My daughter, having graduated from Henkes' mice books to his young adult fiction like Olive's Ocean and Bird Lake Moon a while ago, was quite a bit older than most of the literati in the audience. But she was still excited, nonetheless, to get to go to her very first author reading, by one of her all-time, favorite authors, to boot.
When I asked her, as we enjoyed a post-event almond steamer at Michelangelo's, if she'd enjoyed the program, I expected, and got, an affirmative answer. But instead of raving about how cool it was to see a see an idol strut his stuff in person, or how inspired she was to devour her next Henkes book for kids her age, she reminded me of something equally important.
"You know, mom. It's still pretty nice to have someone readout loud to you."
My daughter is now closer to 12 than turning 11. And it's probably been at least five years since we retired our nightly ritual of heading up to bed and picking out a picture book, poem, or kid-friendly novel for me to read to her. Curled up next to me is where she first discovered Henkes' mice books, Shel Silverstein's Where the Sidewalk Ends and Maurice Sendak's Where the Wild Things Are, among other classics.
My husband and I, both exhausted after long days of doing whatever we were doing, would often quibble about whose turn it was to act as storyteller. But there is little question that what either of us may have seen as "losing" at the time, was actually a win. We both fondly remember dozing off beside her (often us first) while making our way through Harold and the Purple Crayonor Tales of a Fourth Grade Nothing.
But these days she heads upstairs on her own, brushes her teeth (I hope), changes into pjs, and spends her last few minutes of wakefulness reading a few pages of tween girl fiction, Stone Soup magazine or Tiger Beat herself. All fine choices. But they don't involve me.
It's not so much that I want to return to the days of my reading bedtime stories. And I'm even less sure such rituals can be reclaimed once you've let them go. But I am glad that children young and old, as well as parents like me, will have some excellent opportunities to be read to during next week's Wisconsin Book Festival. On Oct. 17, pre-parents can to listen to Emily Oster discuss Expecting Better, her book about empowering women with the information they need to make the pregnancy decisions that are right for them. Later that evening, teens can check out First Wave's Hip Hop arts showcase where visiting youth poetry slam champions from cities across the Midwest will perform their work.
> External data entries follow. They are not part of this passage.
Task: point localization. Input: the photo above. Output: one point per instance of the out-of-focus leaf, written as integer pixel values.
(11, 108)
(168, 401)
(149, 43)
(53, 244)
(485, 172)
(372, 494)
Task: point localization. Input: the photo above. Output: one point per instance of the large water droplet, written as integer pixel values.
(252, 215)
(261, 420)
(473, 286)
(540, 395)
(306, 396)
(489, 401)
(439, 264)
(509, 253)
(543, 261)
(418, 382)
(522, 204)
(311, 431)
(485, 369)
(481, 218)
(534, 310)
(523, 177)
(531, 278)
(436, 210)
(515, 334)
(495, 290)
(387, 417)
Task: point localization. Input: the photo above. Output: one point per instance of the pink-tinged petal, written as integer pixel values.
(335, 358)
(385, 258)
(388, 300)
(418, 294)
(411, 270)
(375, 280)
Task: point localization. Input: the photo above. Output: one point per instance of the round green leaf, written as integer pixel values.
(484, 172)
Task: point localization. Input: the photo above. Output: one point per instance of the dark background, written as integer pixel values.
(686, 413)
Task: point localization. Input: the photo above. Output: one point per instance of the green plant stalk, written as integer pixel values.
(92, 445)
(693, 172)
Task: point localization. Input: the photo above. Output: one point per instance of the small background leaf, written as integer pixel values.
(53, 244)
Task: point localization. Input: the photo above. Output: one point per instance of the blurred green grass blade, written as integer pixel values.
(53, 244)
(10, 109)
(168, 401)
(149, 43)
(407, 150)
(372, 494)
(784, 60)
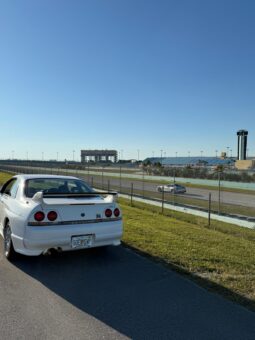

On Friday, both the author of the young adult work, Personal Effects, E.M. Kokie, as well as the novel's audio book narrator, Nick Podehl, will demonstrate how different voices make a book more interesting with a side by side reading. And on Saturday, American Girl doll lovers can come hear Jessie Haas read from and discuss her novels in support of the company's 2013 Girl of the Year, Saige.
Yes, listening to Kevin Henkes this past weekend did remind me that there is much magic in hearing a book read aloud. Even when no one is wearing his or her pajamas.